グレッグ・イーガンの短編集を読んでいます。
ある方が推薦していたので読んでみたのですが、「今までなぜこの作家を知らなかったのだろう?」と残念に思うほど夢中になって読んでいます。
SF小説です。
しかし、扱っている題材は共通しているようです。
それは、まさしく「自我について」。
まるで永井均さんの〈私〉を補足説明する副読本のような小説でした。
SFの世界では、あらゆる仮定が実現可能です。
そして、SFだけでなく、哲学もきっとそうなのでしょう。
(ただし、その「仮定」をひねり出すのが、どちらの分野でも非凡を必要とするのでしょうが。)

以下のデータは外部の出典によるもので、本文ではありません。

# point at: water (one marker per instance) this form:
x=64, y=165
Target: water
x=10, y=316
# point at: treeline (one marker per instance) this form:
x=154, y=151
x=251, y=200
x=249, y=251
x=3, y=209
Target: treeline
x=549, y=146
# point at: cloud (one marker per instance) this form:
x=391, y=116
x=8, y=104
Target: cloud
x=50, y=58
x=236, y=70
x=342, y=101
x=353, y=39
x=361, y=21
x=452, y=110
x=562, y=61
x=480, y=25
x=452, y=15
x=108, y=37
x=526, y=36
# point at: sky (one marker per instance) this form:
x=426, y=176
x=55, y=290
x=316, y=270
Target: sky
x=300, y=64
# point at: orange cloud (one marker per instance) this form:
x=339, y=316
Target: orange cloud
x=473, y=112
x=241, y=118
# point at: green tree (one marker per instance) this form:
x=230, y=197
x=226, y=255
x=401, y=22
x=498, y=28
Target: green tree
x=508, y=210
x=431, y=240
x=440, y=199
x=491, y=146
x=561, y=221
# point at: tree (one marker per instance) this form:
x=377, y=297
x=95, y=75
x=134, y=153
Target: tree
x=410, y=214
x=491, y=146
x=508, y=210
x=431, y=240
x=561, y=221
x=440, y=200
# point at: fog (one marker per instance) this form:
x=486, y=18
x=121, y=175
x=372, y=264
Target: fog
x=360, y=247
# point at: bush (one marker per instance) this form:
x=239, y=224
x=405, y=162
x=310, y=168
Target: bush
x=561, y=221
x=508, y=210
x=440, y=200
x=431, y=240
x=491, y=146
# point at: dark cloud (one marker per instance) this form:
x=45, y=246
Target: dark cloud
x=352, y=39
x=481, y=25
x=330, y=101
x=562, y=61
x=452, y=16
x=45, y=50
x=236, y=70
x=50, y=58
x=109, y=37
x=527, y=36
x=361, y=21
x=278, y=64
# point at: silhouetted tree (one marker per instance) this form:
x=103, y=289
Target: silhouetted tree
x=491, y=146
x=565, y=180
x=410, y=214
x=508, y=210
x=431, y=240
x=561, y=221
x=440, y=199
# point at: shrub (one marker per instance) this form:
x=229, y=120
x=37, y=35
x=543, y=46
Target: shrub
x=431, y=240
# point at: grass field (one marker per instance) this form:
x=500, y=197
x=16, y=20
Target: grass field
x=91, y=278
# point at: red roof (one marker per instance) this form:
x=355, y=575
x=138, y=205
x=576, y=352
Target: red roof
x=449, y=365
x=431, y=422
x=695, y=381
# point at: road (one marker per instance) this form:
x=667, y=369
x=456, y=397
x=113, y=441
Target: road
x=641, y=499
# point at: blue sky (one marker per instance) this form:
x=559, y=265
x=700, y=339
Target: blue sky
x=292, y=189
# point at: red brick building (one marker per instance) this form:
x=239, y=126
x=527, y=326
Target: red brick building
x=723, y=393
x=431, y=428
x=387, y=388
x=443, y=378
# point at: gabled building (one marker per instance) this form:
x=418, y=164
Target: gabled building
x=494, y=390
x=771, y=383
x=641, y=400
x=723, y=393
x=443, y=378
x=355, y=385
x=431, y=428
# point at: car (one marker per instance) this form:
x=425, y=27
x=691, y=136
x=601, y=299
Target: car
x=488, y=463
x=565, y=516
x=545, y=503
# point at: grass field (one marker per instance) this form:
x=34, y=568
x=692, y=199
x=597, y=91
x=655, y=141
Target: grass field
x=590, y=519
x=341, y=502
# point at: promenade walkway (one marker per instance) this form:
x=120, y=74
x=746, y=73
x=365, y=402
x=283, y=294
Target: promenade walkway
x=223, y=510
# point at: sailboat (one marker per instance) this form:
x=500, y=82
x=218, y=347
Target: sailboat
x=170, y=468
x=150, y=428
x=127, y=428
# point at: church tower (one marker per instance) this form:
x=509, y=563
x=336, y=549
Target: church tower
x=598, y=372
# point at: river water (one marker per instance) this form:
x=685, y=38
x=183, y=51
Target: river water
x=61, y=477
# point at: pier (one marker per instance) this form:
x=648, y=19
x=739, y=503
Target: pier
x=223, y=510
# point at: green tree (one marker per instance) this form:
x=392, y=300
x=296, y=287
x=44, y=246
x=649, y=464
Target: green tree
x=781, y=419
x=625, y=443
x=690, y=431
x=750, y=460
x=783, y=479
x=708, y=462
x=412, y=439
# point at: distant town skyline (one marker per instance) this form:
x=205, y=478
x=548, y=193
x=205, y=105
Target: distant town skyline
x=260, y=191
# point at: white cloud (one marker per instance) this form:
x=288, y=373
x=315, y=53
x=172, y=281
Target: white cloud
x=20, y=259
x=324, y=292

「ぼくになることを」というタイトルの短編は、自分の脳のコピーを自分の実際の脳と入れ替える習慣のある未来世界を描いています。
実際の脳が劣化しないうちにということで、30代になる前には入れ替えの儀式を迎える中で、コピーに入れ替わった自分は果たして自分なのか?という素朴な疑問を読者に問いかけてきます。
「貸金庫」という短編も、「自我」と「肉体」の同一性への疑問が投げかけられます。
グレッグ・イーガンの短編はどれも面白いのですが、私には深く考えることになって、少々重いかも知れません。(少なくとも爽やかな読後感ではありません。)
今、とても気になる作家です。少しずつ読んでいこうと思っています。